Well you know something my friend, you’re as lousy as them. You let them dictate your life. You let them mould you into a computer. You let them take your heart and turn into an instrument of destruction used to destroy the feelings of others. You let them win. You are exactly what they said you would become. A little bitch. A little bitch who runs and cowers at the first sign of anything real. You crawl away as soon as anything starts to graze at that shallow exterior. You make excuses and ignore and cut off. Anything to avoid the possibility of potential pain. Anything to avoid the feverish emotions of love and passion bubbling under the surface. Anything that might leave you naked and unable to defend yourself. Fuck off mate.

We’ve all been there. You’re a bad as the people who instilled this into you. The people who caused your pain in the first place. The people who didn’t know any different because they themselves were led to believe the same. Monkey see, monkey do. The people who might have been shown harsher repercussions for being human. The people who thought they were protecting you. The people who didn’t want you to feel the wash of unbearable, crushing agony that they experienced. Fuck off mate.

You continue the cycle of this utter bullshit. You continue the cycle of not getting the most from life. You continue the rhetoric of the only way to survive in this world is to be cold and robotic to others. What a crock of shit. What a complete and utter display of cowardice. If you’re not prepared to love then what the fuck are you doing? The fact that you’re even on this planet is an actual miracle. Magic. Literal fucking magic. The only person you’re denying and punishing is yourself. The only person that’s suffering is you. The only person who is losing is you mate. The only person who’s a total pussy is you.

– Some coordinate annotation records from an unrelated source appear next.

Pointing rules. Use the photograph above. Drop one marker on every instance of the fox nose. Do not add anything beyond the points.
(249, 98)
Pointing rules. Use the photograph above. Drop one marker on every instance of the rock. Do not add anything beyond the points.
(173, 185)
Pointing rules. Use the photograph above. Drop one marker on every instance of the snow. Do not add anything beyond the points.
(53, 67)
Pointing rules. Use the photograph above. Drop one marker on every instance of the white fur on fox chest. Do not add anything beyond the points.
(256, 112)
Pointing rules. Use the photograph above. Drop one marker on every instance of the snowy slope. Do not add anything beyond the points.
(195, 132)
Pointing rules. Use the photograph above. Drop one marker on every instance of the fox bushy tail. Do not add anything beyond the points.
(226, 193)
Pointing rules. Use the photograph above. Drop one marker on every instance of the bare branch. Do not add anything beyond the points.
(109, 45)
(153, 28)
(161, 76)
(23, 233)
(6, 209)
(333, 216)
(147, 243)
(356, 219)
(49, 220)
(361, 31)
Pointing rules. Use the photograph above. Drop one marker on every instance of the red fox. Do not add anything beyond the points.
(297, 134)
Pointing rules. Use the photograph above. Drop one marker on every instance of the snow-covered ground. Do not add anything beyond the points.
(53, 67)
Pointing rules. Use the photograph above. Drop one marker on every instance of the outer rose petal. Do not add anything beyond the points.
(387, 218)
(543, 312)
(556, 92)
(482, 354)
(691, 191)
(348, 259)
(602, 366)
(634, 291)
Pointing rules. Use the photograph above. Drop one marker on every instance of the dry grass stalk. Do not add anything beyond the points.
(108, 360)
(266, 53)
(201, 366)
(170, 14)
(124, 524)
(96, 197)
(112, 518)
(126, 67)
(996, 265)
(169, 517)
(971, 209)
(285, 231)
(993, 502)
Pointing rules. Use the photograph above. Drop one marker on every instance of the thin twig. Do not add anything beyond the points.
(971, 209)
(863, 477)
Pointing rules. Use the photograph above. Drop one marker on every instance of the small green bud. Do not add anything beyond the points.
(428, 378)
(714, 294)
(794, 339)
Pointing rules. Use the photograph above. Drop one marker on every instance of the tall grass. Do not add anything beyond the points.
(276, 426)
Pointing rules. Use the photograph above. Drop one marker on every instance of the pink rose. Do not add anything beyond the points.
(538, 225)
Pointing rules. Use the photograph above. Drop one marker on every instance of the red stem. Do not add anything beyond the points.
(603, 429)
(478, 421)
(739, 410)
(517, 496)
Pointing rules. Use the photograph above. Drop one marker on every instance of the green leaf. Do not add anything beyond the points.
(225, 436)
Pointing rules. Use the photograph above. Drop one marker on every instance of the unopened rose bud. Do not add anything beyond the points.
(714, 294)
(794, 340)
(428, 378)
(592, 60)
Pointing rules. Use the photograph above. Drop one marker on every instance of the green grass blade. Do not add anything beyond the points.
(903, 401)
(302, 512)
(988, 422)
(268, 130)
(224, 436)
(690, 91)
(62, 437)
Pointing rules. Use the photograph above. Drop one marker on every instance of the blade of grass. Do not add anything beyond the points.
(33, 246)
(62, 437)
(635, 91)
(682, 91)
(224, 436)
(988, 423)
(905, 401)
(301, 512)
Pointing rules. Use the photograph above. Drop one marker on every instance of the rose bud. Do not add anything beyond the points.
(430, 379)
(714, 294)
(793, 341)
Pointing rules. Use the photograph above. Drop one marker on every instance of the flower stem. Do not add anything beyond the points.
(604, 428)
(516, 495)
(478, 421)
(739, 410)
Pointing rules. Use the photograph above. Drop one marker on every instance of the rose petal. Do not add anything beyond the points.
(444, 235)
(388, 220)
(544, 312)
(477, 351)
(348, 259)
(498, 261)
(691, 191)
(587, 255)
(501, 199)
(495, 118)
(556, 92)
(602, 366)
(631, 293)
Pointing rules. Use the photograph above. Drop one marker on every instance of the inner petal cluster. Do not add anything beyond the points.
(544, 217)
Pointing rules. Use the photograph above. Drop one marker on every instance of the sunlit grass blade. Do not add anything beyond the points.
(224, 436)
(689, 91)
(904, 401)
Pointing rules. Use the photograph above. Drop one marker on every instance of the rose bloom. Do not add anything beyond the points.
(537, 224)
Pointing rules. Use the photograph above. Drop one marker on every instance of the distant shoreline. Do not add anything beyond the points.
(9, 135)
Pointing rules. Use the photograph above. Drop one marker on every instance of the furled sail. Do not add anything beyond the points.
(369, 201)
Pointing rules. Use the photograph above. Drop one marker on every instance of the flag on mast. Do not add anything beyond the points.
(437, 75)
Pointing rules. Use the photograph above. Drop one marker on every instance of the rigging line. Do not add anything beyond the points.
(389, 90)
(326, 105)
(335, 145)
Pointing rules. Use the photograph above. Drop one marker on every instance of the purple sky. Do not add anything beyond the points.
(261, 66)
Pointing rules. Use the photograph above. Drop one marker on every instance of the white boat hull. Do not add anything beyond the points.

Don’t be them. Don’t join the ranks of the removed and isolated. Don’t be part of the problem. Don’t continue the propaganda. Because when you’re about to breathe your last breath, I guarantee you won’t be thinking well thank fuck I never experienced love. Thank fuck I never felt pure joy. Thank fuck I didn’t experience anything heart pounding and rushing and deeply profound. Thank fuck I avoided that shit. Fuck off mate. You’re boring as hell.